Let $X,\ Y$ and $Z$ be the midpoints of sides $BC,\ CA$, and $AB$ of the triangle $ABC$, respectively. Let $P$ be a point inside the triangle. Prove that the quadrilaterals $AZPY,\ BXPZ$, and $CYPX$ have equal areas if, and only if, $P$ is the centroid of $ABC$.

Prove that if $a, b, c$ are positive real numbers, then the least possible value of \[6a^3 + 9b^3 + 32c^3 + \frac{1}{4abc}\] is $6$. For which values of $a, b$ and $c$ is equality attained?

Consider a $3\times7$ grid of squares. Each square may be coloured green or white. (a) Is it possible to find a colouring so that no subrectangle has all four corner squares of the same colour? (b) Is it possible for a $4\times 6$ grid? Subrectangles must have their corners at grid-points of the original diagram. The corner squares of a subrectangle must be different. The original diagram is a subrectangle of itself.

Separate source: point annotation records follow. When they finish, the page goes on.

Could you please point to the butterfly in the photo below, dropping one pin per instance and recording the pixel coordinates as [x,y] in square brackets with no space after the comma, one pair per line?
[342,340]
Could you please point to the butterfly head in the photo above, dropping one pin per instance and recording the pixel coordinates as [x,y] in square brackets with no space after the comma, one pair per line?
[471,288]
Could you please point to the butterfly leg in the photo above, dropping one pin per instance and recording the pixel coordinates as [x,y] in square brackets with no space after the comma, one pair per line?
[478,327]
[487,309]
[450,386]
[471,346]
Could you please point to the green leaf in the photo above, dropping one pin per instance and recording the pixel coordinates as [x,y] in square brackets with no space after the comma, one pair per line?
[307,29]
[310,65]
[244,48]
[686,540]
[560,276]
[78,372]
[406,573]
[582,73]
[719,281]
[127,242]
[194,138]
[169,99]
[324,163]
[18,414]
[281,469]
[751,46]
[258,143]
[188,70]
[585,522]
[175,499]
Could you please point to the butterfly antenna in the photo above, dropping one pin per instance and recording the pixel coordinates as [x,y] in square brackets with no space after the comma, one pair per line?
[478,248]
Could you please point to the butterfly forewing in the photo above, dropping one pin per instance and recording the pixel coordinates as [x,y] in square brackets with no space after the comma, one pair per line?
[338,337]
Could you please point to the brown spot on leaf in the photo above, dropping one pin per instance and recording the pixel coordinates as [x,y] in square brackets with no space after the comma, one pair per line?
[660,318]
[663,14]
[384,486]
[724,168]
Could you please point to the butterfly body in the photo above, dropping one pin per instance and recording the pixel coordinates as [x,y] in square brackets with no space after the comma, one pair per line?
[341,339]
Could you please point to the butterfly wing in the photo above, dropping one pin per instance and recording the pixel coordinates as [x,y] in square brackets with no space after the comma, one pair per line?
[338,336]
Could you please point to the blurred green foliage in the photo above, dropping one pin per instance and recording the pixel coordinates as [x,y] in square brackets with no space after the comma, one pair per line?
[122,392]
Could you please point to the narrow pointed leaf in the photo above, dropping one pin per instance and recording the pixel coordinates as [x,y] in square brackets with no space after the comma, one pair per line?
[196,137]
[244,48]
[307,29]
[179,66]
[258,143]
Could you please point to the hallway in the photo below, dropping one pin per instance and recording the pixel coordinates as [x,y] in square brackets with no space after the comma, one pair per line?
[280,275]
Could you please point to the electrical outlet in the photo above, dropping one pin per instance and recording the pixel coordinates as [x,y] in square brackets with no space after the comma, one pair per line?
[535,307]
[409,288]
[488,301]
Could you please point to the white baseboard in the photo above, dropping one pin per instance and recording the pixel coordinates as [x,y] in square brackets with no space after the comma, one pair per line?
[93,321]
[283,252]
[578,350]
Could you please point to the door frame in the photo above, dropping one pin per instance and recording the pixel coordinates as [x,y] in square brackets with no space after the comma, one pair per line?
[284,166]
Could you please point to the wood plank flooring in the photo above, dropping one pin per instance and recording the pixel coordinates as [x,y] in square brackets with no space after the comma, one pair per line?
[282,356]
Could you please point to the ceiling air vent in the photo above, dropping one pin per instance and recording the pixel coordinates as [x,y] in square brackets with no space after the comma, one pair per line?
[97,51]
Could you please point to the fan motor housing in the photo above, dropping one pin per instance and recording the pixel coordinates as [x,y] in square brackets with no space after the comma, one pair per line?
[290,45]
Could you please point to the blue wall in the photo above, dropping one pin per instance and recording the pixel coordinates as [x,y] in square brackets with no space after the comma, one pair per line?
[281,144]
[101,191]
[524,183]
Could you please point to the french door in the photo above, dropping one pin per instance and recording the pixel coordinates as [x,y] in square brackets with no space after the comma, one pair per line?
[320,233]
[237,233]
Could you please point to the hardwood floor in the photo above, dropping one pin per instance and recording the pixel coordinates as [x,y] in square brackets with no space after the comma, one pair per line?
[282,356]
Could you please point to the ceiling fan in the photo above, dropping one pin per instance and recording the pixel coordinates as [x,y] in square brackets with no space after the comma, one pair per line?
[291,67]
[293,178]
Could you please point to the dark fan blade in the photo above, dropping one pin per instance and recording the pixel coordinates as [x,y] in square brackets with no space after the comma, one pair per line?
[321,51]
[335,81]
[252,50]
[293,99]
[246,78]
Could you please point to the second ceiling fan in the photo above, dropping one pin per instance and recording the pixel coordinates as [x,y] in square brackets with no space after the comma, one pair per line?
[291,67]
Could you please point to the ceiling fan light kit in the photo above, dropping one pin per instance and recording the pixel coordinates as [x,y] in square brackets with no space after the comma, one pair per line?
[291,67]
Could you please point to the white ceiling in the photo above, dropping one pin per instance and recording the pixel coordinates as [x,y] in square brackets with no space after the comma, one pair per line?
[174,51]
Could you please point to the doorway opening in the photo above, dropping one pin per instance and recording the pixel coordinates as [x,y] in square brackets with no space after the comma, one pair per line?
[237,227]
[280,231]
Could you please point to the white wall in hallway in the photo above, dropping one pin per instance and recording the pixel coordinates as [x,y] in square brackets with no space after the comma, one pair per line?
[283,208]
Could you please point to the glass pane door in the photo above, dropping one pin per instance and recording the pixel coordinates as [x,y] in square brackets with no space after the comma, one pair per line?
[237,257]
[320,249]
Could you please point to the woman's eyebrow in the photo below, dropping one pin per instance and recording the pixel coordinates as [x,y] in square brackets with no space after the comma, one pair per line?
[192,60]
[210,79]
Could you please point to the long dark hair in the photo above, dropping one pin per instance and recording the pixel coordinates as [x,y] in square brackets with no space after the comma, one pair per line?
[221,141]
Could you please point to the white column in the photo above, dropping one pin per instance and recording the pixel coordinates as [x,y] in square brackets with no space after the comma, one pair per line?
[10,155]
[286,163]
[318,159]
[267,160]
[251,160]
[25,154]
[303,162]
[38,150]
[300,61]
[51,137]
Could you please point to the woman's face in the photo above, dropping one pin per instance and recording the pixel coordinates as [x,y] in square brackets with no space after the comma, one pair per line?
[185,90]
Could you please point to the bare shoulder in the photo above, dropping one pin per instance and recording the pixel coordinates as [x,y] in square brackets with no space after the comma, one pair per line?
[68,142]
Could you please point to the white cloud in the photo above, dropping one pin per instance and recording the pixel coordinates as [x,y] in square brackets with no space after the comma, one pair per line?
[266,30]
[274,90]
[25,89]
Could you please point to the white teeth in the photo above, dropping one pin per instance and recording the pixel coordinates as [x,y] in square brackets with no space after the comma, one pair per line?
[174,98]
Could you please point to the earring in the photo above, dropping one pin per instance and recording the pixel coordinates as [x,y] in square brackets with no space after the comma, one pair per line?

Fawzi cuts a spherical cheese completely into (at least three) slices of equal thickness. He starts at one end, making successive parallel cuts, working through the cheese until the slicing is complete. The discs exposed by the first two cuts have integral areas. (i) Prove that all the discs that he cuts have integral areas. (ii) Prove that the original sphere had integral surface area if, and only if, the area of the second disc that he exposes is even.